Microsoft shares our view of a hybrid IT approach for enterprises and we both see opportunity to simplify hybrid infrastructure for our customers. Going forward, Microsoft Azure will become a preferred public cloud partner. HPE will serve as a preferred provider of Microsoft infrastructure and services for its hybrid cloud offerings.
Wider market
Whitman reckons that the behavior of rivals in HPE’s space is helping prospects:
We've been very successful actually at taking server share as the IBM server business migrated over to Lenovo. We've actually been very good at taking share and also gaining formally our former IBM channel partners, so we’ve been very aggressive there.
The Dell-EMC merger creates uncertainty in the marketplace, she adds, and increases differentiation between suppliers:
I mean they could not be in more stark contrast. They’re getting bigger leveraging up and doubling down mostly on legacy technology, while our strategy is to get smaller. I’ve spent the last four years deleveraging the balance sheet and leaning into new technology like converged infrastructure, new server architectures, 3PAR with all-flash, Aruba, et cetera.
Whitman boasts that HPE’s “innovation engine is humming”. Away from the rhetoric, that means in large part drilling down on four transformation areas:
These four transformation areas are exactly what virtually every customer’s looking for. How do I transform my IT environment to a hybrid environment? How do I secure my digital enterprise? How do I enable a Big Data analytics environment? And how do I drive workplace productivity? We are aligning software, service and hardware or infrastructure to that.
But it is a case of having to operate in a different way. Whitman points to the enterprise services business as a case in point, particularly around IT outsourcing, which used to be about long contracts of up to 8 years, where money was made in the final four years.
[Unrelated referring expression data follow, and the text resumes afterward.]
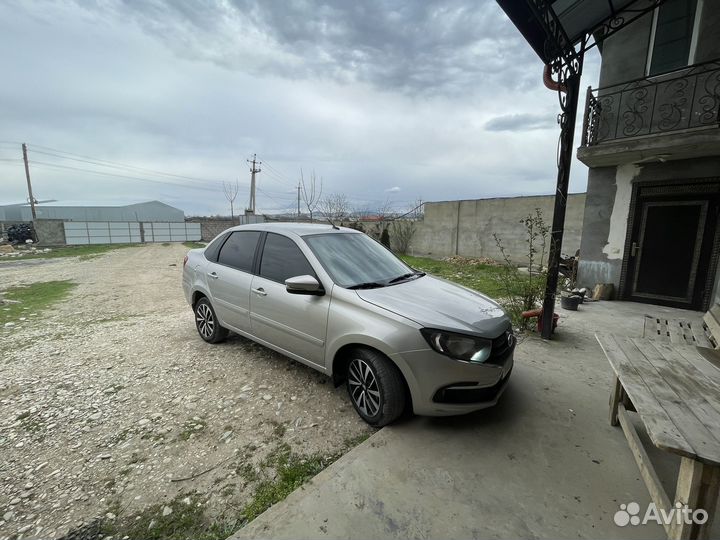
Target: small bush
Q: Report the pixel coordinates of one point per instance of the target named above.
(385, 238)
(523, 292)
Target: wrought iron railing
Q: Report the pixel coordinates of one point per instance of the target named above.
(682, 100)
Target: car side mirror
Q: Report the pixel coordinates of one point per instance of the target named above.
(304, 285)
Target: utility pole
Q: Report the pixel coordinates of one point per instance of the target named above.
(27, 177)
(253, 170)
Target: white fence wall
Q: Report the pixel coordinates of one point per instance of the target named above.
(171, 232)
(123, 232)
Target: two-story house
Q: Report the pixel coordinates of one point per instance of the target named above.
(651, 139)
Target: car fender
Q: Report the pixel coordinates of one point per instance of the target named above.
(363, 340)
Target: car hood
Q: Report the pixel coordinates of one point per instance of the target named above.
(436, 303)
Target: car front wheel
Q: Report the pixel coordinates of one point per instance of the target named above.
(206, 322)
(375, 386)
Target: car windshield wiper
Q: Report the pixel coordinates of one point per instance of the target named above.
(367, 285)
(406, 276)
Today, it’s all about shorter term contracts and what Whitman pitches as a “more strategic relationship” with the customer:
As opposed to just labor arbitrage, now there is how we transform your infrastructure to be more nimble, more agile and lower cost.
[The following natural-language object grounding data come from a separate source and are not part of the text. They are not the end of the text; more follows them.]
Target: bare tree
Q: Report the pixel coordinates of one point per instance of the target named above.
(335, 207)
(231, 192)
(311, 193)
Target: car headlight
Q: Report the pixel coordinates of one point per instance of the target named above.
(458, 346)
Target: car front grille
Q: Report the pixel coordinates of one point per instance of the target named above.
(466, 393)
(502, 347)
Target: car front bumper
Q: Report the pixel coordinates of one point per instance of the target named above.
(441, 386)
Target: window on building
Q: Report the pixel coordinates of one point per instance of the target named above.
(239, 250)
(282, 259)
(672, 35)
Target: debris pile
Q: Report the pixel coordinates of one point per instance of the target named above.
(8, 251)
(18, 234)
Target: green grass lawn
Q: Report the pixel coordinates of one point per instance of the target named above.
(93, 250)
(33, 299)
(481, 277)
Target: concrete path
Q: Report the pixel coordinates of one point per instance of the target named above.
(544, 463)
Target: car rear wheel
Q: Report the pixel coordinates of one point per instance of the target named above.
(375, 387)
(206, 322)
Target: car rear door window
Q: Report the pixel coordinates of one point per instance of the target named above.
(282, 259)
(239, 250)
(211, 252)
Now we are saying, we will help transform your IT environment to be part of this new world order that can allowed to be lower costs, more modern and allow you to be more agile.
Those contracts are tend to be shorter and we’re actually okay with that because we also are very clear now that we’re not going to lose money in contracts in years one and two and these things have to be profitable from the beginning.
My take
Well, if nothing else, this last quarter has a single company has laid out the challenges that the two individual businesses face moving forward.
Whitman is playing the ‘worst is behind us’ card, loudly and consistently. She may be right, but 2016 is shaping up to be one of the most important - and most scrutinised - years in HP’s long, long history. The future starts here.